高齢猫(老猫)最期のサインは しっかりとみとってあげるために

目次
  1. 高齢猫(老猫)の最期 サインを知って腕の中で
  2. 猫の最期 みとりの形はさまざま
  3. 猫との別れ、後悔しないために 健康管理と愛情を

 猫といっしょに暮らしている方にとって、その最期をみとるというのは、とてもつらいことでしょう。しかし、飼い主さんが愛猫のためにしてあげられる最後のことといえば、なるべく安心して逝かせてあげるということではないでしょうか。
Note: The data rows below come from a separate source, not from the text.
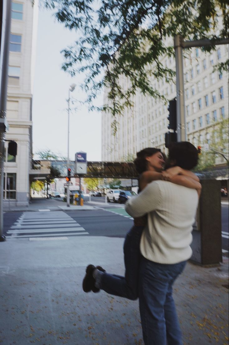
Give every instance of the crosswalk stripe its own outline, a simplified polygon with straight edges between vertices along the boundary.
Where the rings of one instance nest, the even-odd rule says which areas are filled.
[[[63,211],[24,212],[12,225],[7,234],[8,238],[36,236],[89,235],[77,222]]]

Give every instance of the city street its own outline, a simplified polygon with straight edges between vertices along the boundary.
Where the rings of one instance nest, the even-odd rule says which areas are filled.
[[[124,205],[105,204],[104,197],[92,197],[90,202],[89,197],[85,197],[85,199],[84,205],[93,206],[93,209],[61,210],[58,205],[66,203],[56,198],[32,201],[32,205],[40,203],[40,211],[6,212],[4,234],[8,238],[81,235],[125,237],[133,224],[133,219],[125,212]],[[42,205],[47,203],[49,206],[42,210]],[[228,203],[223,201],[221,206],[222,249],[225,255],[229,247]]]

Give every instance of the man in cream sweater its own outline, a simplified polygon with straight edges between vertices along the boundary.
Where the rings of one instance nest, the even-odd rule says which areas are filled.
[[[187,142],[174,144],[169,158],[190,170],[197,149]],[[172,286],[192,254],[192,225],[198,204],[197,191],[167,181],[150,183],[126,203],[134,218],[147,214],[141,239],[139,304],[145,345],[183,345]]]

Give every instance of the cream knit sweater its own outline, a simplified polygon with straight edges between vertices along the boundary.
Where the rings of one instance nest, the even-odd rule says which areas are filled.
[[[165,181],[151,182],[126,204],[133,217],[148,214],[141,239],[145,257],[160,264],[176,264],[189,259],[191,231],[198,204],[196,190]]]

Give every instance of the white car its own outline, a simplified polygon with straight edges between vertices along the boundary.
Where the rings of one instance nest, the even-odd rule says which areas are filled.
[[[114,203],[117,203],[120,192],[122,189],[110,189],[106,194],[106,199],[108,203],[113,201]]]

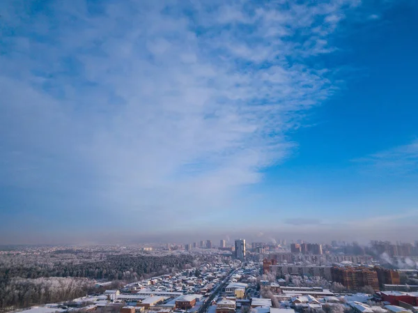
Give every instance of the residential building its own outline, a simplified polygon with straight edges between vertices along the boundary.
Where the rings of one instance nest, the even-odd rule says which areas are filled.
[[[251,300],[251,307],[272,307],[272,299],[253,298]]]
[[[234,296],[237,299],[243,299],[245,298],[245,290],[238,288],[235,290]]]
[[[322,254],[322,245],[319,243],[308,243],[308,252],[312,254]]]
[[[291,252],[292,253],[300,253],[302,252],[302,250],[300,248],[300,244],[291,243]]]
[[[267,264],[266,264],[267,266]],[[263,264],[264,267],[264,264]],[[270,271],[276,275],[284,277],[285,275],[298,275],[303,276],[316,276],[331,280],[331,266],[302,266],[294,264],[272,264]],[[264,268],[263,268],[264,269]]]
[[[245,290],[247,286],[247,284],[243,282],[231,282],[225,287],[225,293],[228,295],[233,295],[235,294],[235,289]]]
[[[232,300],[222,299],[216,304],[216,313],[232,313],[235,309],[235,302]]]
[[[376,267],[375,269],[378,273],[378,278],[379,280],[379,285],[380,286],[380,288],[382,288],[384,284],[401,284],[399,272],[397,270],[384,268],[382,267]]]
[[[385,305],[385,308],[390,313],[412,313],[412,311],[397,305]]]
[[[264,245],[264,243],[251,243],[251,248],[254,250],[258,247],[263,247]]]
[[[153,307],[164,301],[164,297],[153,296],[144,299],[140,303],[137,303],[137,307],[144,307],[146,309],[149,309],[150,307]]]
[[[135,307],[123,307],[121,309],[121,313],[135,313]]]
[[[401,305],[403,303],[418,306],[418,292],[382,291],[380,294],[382,301],[393,305]]]
[[[274,259],[264,259],[263,260],[263,273],[270,273],[271,271],[270,266],[277,264],[276,260]]]
[[[176,300],[176,308],[181,310],[191,309],[196,305],[196,297],[192,295],[186,295],[179,297]]]
[[[235,241],[235,257],[241,261],[245,259],[245,239],[237,239]]]
[[[379,290],[378,273],[370,268],[334,266],[331,268],[331,275],[334,282],[342,284],[348,290],[359,290],[366,286]]]

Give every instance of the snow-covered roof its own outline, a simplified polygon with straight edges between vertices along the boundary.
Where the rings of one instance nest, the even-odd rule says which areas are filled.
[[[270,307],[270,313],[295,313],[293,309],[277,309],[275,307]]]
[[[356,309],[362,313],[373,313],[371,307],[359,302],[354,301],[348,303],[351,307]]]
[[[235,305],[235,302],[232,300],[229,300],[229,299],[222,299],[220,301],[219,301],[217,304],[217,305]]]
[[[271,307],[272,306],[272,300],[271,299],[266,299],[263,298],[253,298],[251,301],[251,306],[257,306],[257,307]]]
[[[412,311],[410,311],[409,310],[407,310],[405,307],[398,307],[397,305],[385,305],[385,307],[389,310],[389,311],[395,313],[403,312],[412,312]]]

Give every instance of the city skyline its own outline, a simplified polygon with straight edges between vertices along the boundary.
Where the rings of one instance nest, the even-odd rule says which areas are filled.
[[[0,244],[417,240],[418,3],[247,2],[1,1]]]

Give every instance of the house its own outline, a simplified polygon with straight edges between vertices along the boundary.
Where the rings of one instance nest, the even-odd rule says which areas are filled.
[[[179,297],[176,300],[176,308],[181,310],[191,309],[196,305],[196,296],[186,295]]]
[[[251,307],[272,307],[272,300],[266,298],[253,298],[251,300]]]
[[[364,303],[353,301],[348,303],[348,305],[356,313],[373,313],[371,307]]]
[[[135,313],[135,307],[123,307],[121,309],[121,313]]]
[[[137,303],[137,307],[144,307],[146,309],[149,309],[150,307],[153,307],[164,301],[164,298],[161,296],[150,297],[144,299],[141,303]]]
[[[216,304],[216,313],[233,313],[236,303],[233,300],[222,299]]]
[[[233,295],[235,289],[245,290],[247,286],[247,284],[245,284],[243,282],[232,282],[226,286],[225,288],[225,292],[227,294]]]
[[[245,290],[238,288],[235,290],[234,294],[237,299],[243,299],[245,297]]]
[[[116,298],[120,294],[121,292],[118,290],[107,290],[106,291],[104,291],[104,296],[109,301],[116,300]]]
[[[412,311],[397,305],[385,305],[385,308],[390,313],[412,313]]]

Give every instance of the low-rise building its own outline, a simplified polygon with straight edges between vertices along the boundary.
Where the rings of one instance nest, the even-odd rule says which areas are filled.
[[[251,300],[251,307],[272,307],[272,300],[264,298],[253,298]]]
[[[186,295],[179,297],[176,300],[176,308],[182,310],[191,309],[196,305],[196,296],[192,295]]]
[[[233,300],[222,299],[216,304],[216,313],[233,313],[235,309],[236,303]]]
[[[387,309],[390,313],[412,313],[412,311],[397,305],[385,305],[385,308]]]
[[[121,309],[121,313],[135,313],[135,307],[123,307]]]
[[[164,297],[154,296],[144,299],[140,303],[137,303],[137,307],[144,307],[146,309],[149,309],[150,307],[153,307],[164,301]]]
[[[225,288],[225,292],[227,294],[233,295],[236,289],[245,290],[247,286],[247,284],[245,284],[243,282],[232,282],[226,286]]]

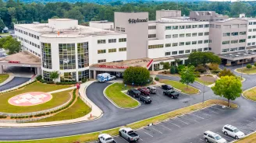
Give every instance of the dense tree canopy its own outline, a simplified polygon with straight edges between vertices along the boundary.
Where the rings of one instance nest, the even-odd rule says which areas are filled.
[[[77,1],[69,0],[72,3],[68,3],[59,2],[59,0],[0,0],[0,18],[5,26],[12,28],[13,23],[46,23],[54,16],[76,19],[80,23],[91,20],[113,21],[114,12],[148,12],[150,20],[155,20],[155,11],[160,9],[179,9],[186,16],[192,10],[212,10],[230,17],[238,17],[241,12],[247,16],[256,16],[256,2]]]

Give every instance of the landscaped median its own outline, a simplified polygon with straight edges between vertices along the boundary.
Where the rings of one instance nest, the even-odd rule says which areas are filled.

そのときは、いつ訪れるかわかりません。しかし、いつか必ずやってくることは確かです。

 猫の最期のサインを見逃さず、しっかりみとってあげるためにも、そのときがどのように訪れるのかについて知っておきましょう。

 愛する猫の最期が近づいていることを悟るのは、とてもつらいことです。しかし、そこから目をそらして、たった一人でそのときを迎えさせてしまうよりは、最期のサインを知って腕の中でみとってあげたほうが良いのではないでしょうか。

意識がなくなる

 最期のサインは、猫によっても異なりますが、多くの場合、意識がなくなることが、命の終わりが近いことを意味しています。ただし、意識がなくなってすぐに亡くなる場合と、再び意識を取り戻す場合があります。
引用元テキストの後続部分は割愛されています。